Atherosclerosis. 2024 Jul;394:117264. doi: 10.1016/j.atherosclerosis.2023.117264. Epub 2023 Sep 3.
Diabetes-mellitus (DM) is associated with increased risk of neointimal hyperplasia (NIH) and restenosis after percutaneous coronary intervention (PCI). We examined a possible association of DM severity at the time of PCI with the development of NIH.
This post-hoc analysis from the BLADE-PCI randomized, multi-center trial included only patients with DM and baseline data of HbA1c within 14 days prior to the index PCI. All patients were treated with zotarolimus-eluting stents. The primary endpoint was percent of NIH volume at 9 months as evaluated by optical coherence tomography. This endpoint was compared between patients with uncontrolled DM (HbA1c ≥ 7.5%) and controlled DM (HbA1c <7.5%) at the index PCI.

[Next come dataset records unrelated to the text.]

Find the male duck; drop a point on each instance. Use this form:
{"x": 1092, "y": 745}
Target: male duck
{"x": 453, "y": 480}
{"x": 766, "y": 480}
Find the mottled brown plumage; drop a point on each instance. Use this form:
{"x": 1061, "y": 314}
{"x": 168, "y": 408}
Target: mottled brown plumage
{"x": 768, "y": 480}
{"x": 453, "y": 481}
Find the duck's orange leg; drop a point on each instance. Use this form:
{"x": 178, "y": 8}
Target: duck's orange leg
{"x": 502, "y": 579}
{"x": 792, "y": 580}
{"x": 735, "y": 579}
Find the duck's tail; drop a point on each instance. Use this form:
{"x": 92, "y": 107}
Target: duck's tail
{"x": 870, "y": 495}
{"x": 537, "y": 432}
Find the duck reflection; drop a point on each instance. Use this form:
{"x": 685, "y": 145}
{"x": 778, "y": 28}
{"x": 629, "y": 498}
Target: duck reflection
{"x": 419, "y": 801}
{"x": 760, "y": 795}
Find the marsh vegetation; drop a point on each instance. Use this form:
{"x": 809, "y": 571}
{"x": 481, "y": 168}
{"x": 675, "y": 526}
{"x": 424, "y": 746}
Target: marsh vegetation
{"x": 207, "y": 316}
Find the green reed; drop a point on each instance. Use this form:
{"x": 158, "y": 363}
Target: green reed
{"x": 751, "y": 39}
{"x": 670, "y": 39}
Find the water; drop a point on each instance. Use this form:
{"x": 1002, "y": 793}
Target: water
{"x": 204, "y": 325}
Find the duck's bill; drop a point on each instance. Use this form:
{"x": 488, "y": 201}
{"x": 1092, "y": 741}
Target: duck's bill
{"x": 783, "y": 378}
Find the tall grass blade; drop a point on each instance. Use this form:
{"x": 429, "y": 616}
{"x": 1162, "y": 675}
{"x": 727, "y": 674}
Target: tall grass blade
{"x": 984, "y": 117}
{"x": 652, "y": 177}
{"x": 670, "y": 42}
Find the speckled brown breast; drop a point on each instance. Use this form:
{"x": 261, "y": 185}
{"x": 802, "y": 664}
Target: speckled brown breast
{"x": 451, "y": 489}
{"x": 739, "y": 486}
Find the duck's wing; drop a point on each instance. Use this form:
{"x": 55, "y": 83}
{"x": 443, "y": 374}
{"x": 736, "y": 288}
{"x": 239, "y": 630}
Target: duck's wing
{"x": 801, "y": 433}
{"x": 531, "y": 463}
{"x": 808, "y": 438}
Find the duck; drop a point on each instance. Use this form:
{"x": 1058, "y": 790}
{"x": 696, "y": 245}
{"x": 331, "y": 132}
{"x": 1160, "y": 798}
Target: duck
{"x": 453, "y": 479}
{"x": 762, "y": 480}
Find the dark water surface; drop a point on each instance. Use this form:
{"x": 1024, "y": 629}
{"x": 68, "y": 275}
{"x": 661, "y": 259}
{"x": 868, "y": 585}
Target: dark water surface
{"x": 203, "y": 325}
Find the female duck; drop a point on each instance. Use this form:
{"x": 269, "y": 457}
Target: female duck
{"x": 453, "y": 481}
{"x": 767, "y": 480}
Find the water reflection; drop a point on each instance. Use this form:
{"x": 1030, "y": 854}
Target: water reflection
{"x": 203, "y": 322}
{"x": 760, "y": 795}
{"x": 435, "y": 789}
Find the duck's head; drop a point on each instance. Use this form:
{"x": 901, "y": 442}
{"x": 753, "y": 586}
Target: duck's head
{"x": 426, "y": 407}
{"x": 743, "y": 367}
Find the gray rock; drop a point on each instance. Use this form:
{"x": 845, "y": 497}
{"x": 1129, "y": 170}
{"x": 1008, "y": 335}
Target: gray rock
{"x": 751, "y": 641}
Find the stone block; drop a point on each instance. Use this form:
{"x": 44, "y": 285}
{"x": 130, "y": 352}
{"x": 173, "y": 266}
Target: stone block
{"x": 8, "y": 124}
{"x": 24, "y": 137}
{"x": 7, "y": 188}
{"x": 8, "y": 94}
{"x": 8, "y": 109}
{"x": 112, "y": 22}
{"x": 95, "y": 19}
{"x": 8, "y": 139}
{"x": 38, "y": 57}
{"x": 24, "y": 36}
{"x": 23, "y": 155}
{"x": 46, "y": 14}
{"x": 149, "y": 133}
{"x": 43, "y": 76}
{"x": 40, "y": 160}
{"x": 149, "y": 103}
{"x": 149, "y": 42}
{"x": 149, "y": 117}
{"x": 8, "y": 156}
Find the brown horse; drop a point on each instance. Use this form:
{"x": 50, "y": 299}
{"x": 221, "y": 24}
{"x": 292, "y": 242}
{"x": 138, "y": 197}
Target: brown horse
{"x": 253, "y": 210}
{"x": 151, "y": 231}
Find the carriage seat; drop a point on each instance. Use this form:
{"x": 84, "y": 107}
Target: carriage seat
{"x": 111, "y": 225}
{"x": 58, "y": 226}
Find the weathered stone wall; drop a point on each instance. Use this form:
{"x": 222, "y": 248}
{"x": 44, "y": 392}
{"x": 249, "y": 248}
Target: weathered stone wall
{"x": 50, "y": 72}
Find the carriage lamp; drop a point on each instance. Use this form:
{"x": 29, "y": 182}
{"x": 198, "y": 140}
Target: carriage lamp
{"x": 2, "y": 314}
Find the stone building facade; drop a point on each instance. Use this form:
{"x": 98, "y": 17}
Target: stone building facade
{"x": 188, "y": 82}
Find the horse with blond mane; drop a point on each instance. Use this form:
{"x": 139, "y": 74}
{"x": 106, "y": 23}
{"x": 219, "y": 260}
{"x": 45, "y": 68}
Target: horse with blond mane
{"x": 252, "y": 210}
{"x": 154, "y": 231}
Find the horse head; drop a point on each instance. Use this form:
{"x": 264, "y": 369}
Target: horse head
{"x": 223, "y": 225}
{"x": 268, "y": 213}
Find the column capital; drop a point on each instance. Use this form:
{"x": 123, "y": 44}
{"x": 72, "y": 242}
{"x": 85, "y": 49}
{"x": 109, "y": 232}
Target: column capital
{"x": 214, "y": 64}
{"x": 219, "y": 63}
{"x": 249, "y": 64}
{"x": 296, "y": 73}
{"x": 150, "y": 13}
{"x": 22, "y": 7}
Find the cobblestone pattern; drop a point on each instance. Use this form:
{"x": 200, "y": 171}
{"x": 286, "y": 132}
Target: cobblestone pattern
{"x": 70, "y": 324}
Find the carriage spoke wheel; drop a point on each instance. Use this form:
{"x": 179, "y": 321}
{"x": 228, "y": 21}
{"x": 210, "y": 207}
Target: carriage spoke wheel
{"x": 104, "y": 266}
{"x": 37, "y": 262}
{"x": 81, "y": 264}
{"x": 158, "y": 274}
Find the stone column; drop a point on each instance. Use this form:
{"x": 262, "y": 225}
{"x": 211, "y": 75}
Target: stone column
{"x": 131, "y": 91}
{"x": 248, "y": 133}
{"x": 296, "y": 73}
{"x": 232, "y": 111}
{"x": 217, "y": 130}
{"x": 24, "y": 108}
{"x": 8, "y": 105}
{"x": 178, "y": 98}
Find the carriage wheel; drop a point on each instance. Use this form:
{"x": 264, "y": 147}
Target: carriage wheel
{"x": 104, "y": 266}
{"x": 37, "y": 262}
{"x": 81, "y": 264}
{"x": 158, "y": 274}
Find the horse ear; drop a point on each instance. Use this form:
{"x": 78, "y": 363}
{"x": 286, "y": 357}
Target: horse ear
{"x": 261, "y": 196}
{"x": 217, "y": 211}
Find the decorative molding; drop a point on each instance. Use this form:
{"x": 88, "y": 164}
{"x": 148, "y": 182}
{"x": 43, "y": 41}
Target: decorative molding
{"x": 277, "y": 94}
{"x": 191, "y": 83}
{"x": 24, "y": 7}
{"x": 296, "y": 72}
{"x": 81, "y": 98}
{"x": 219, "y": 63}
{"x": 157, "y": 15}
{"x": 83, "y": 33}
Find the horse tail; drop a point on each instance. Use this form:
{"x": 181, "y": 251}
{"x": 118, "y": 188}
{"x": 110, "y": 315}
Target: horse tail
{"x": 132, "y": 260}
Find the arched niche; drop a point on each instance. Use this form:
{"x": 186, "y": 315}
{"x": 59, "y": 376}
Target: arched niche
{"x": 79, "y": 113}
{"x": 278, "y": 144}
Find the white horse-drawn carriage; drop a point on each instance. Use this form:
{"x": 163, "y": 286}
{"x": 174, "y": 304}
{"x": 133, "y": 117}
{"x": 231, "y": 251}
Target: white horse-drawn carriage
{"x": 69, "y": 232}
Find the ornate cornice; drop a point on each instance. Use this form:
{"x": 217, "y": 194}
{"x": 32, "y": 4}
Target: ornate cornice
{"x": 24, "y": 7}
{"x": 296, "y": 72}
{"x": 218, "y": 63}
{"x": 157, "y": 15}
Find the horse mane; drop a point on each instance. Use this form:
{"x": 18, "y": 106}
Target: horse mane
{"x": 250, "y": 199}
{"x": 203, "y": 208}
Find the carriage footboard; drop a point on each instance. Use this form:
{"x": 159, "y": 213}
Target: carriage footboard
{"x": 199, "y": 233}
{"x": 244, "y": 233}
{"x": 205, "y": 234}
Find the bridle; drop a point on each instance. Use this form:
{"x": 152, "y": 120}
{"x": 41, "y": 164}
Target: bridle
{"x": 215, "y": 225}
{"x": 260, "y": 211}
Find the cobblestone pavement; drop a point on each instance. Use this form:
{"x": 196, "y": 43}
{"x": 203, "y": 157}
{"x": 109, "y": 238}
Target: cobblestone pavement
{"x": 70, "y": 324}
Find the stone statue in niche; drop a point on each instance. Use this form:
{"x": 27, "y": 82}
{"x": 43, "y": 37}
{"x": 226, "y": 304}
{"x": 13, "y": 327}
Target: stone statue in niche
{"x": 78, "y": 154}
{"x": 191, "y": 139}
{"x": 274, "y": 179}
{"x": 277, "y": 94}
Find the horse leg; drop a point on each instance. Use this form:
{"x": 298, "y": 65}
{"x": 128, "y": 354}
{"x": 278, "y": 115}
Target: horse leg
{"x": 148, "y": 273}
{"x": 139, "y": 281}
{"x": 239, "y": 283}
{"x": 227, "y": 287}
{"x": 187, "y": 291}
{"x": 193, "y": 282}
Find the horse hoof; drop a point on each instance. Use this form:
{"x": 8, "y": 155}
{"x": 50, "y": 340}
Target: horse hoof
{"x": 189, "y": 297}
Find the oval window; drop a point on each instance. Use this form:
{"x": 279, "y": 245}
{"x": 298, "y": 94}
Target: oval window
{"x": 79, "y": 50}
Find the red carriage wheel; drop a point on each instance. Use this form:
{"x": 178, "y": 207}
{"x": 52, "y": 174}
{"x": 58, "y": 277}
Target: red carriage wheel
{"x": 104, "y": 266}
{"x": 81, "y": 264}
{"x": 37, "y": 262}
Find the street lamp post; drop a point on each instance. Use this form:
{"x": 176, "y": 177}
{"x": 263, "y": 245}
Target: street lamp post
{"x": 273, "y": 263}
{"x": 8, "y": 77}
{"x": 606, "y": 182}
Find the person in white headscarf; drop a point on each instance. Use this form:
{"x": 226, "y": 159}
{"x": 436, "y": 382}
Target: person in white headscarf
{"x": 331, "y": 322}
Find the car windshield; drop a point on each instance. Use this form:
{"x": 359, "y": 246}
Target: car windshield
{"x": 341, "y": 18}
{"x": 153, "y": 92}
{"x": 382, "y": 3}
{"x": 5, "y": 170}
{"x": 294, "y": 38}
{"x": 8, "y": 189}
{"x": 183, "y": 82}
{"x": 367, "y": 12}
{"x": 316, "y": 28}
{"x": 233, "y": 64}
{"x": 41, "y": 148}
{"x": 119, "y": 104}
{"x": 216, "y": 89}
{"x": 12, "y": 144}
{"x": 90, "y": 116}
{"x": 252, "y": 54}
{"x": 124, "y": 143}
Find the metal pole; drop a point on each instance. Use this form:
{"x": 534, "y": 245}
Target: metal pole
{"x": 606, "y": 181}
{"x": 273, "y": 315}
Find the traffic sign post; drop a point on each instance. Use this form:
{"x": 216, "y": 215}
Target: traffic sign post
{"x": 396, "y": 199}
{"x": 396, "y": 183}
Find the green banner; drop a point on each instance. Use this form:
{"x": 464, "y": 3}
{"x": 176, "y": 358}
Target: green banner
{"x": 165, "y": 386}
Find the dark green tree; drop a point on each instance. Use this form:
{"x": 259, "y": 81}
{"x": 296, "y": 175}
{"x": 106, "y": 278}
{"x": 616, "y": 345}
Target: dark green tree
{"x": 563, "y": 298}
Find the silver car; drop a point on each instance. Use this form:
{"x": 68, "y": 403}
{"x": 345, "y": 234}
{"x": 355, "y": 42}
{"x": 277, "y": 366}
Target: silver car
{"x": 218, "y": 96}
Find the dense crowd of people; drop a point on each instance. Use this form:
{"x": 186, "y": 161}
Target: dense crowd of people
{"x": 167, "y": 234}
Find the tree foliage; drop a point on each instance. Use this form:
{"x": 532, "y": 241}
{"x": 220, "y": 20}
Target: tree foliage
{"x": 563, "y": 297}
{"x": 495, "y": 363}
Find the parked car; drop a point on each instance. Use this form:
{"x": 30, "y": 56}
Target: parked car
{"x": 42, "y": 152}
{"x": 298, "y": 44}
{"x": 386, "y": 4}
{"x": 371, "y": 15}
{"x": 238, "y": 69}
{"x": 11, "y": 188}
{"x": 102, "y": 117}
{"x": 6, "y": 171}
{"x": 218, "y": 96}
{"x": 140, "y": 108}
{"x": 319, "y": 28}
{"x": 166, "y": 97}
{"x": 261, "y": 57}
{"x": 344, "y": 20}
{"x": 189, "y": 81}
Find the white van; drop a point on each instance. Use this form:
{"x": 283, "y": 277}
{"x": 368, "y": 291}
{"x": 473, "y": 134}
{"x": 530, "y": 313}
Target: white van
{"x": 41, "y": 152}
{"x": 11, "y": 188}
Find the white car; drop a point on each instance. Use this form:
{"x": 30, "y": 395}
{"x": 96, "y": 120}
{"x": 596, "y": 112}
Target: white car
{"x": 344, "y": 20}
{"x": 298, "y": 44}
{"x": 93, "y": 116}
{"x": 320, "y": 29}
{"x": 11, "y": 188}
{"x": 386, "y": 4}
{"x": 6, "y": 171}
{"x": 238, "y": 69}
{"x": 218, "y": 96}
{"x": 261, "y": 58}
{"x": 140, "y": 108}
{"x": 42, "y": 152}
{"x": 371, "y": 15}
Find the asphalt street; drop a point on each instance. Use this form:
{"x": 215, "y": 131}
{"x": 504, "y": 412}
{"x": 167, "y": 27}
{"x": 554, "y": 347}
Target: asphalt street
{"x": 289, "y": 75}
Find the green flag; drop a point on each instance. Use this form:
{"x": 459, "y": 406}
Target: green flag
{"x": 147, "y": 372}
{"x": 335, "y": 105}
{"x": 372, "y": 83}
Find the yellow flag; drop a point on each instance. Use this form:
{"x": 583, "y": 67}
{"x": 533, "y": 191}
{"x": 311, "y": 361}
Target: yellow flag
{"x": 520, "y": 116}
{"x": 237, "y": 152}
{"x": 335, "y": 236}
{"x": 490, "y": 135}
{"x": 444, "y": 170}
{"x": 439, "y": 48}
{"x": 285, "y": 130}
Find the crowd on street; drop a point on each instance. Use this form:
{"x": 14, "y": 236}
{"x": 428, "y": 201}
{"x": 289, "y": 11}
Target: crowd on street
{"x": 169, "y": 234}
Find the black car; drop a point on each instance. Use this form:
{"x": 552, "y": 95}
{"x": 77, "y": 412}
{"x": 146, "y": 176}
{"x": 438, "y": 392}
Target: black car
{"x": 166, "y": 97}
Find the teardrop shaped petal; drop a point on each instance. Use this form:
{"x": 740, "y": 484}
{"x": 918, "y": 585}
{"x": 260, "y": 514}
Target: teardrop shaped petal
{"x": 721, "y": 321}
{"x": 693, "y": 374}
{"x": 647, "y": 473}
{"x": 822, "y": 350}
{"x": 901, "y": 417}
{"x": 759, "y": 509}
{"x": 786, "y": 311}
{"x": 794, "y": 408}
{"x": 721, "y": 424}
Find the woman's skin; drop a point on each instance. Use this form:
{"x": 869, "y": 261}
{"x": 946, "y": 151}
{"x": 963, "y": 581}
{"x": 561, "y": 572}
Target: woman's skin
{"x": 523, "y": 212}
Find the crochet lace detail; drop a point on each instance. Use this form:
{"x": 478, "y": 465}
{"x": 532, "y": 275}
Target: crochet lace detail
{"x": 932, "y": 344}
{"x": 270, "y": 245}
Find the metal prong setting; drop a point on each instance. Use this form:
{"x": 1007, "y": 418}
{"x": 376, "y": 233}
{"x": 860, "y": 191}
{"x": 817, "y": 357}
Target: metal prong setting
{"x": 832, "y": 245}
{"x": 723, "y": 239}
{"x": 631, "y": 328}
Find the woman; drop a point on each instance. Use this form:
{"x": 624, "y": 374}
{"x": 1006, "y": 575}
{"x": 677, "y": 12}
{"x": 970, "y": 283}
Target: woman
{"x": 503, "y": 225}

The mean percentages of NIH volume were 16.5% ± 9.9 and 12.75% ± 7.9 among patients with baseline HbA1c ≥ 7.5% (n = 74) and <7.5% (n = 102), respectively (p < 0.05). In multivariable analysis, HbA1c ≥ 7.5% was not associated with higher risk of NIH development [95% CI; 2.2 (-0.8, 5.3; p = 0.15)]. Higher HbA1c was not associated with increased risk of NIH at the minimum lumen area site [95% CI; 0.9 (-5.0, 6.7); p = 0.77) or percent stent strut coverage [95% CI; -0.3 (-1.3, 0.6); p = 0.45]. Secondary clinical endpoints including major adverse cardiac and cerebrovascular events, target lesion failure and death were similar between patients with worse and better DM control.
Uncontrolled DM at the time of PCI performed with contemporary drug-eluting stents was not associated with an increased risk of NIH development.
糖尿病(DM)与经皮冠状动脉介入治疗(PCI)后新生内膜增生(NIH)和再狭窄的风险增加有关。我们研究了 PCI 时 DM 严重程度与 NIH 发展之间的可能关联。
这项来自 BLADE-PCI 随机、多中心试验的事后分析仅包括 DM 患者和索引 PCI 前 14 天内的 HbA1c 基线数据。所有患者均接受佐他莫司洗脱支架治疗。主要终点是 9 个月时通过光学相干断层扫描评估的 NIH 体积百分比。将索引 PCI 时 HbA1c≥7.5%(n=74)和<7.5%(n=102)的患者的这一终点进行比较。
基线 HbA1c≥7.5%(n=74)和<7.5%(n=102)的患者的 NIH 体积百分比分别为 16.5%±9.9%和 12.75%±7.9%(p<0.05)。多变量分析显示,HbA1c≥7.5%与 NIH 发展的高风险无关[95%CI; 2.2(-0.8,5.3;p=0.15)]。更高的 HbA1c 与最小管腔面积部位 NIH 的高风险无关[95%CI; 0.9(-5.0,6.7;p=0.77)]或支架梁覆盖率的百分比[95%CI; -0.3(-1.3,0.6;p=0.45)]。次要临床终点,包括主要不良心脏和脑血管事件、靶病变失败和死亡,在 DM 控制较差和较好的患者之间相似。
在当代药物洗脱支架进行的 PCI 时,未控制的 DM 与 NIH 发展的风险增加无关。